Photos MetaFarms Technology Experise

Technology Tidbits
     


New Thinking on Information Systems
for the Pork Industry

Dr. Tom Stein
MetaFarms
Eagan, MN


“ The dot.com era is over. The Internet era, by contrast, is just getting started.1 ”

The October 30th issue of Fortune spends a lot of time analyzing the ‘crash’ of the dot-com world. But as the quote suggests, they say over and over again that although the first wave of dot-com experimentation is done, the Internet itself still changes everything. Roger McNamee of Integral Capital Partners says, “Now we’re going to settle down to the business of building the Internet industry.” Or, as Intel’s chairman Andrew Grove puts it, “It’s work, very unglamorous work… The heavy lifting is still ahead of us.”

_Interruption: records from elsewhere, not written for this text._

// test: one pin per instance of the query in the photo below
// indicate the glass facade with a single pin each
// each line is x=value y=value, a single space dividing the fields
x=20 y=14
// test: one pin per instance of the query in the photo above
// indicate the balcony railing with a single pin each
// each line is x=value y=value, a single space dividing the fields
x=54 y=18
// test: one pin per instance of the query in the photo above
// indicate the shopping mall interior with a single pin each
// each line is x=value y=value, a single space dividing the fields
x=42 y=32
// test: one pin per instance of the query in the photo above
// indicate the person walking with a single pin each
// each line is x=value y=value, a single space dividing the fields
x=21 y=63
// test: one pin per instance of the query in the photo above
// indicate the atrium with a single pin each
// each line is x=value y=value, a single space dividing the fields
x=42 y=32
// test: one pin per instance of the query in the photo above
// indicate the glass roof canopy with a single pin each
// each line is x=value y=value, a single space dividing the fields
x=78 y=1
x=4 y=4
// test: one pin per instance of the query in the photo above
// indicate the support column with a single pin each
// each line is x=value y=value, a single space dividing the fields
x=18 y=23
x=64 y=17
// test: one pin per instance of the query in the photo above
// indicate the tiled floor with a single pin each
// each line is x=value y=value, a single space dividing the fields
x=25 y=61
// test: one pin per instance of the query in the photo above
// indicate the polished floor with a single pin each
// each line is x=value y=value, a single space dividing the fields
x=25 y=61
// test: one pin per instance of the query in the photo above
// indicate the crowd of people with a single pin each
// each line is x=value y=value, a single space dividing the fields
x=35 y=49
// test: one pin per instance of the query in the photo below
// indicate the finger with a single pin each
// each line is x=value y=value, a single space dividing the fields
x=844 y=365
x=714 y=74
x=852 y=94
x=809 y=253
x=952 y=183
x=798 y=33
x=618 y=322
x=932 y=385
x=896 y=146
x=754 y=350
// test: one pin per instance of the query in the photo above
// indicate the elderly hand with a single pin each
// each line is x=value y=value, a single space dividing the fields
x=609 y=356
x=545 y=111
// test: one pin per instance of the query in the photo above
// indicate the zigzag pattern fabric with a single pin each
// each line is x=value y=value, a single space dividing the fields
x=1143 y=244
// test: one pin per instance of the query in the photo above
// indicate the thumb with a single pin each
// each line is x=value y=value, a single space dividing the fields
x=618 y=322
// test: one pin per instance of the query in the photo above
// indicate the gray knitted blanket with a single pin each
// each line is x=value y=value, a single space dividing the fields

At the same time, the idea of “Internet time” has fallen by the wayside with the first wave of dot-com deaths. Net-based companies now realize that there are huge technical issues to deal with. None of the technical issues are unbeatable, but they will all take time to work through. As Joe Costello, CEO of Think3 says, “The idea that it was all going to get done in two or three years was complete crap.” Although we’ve changed our perception of what fast means – especially in the arena of software development – the hype of ‘Internet time’ is over. In other words, “It’s a marathon, not a sprint.”

Some new-economy, so-called dot-com innovations – like the concept that a business doesn’t have to earn a profit – are dead. But others are true innovations in the way business works, and are here to stay. The crucial point is to make clear distinctions between the innovations that were just nonsense, and the ones that will truly change the way we do things. Then take those things and create a business that’s built to last.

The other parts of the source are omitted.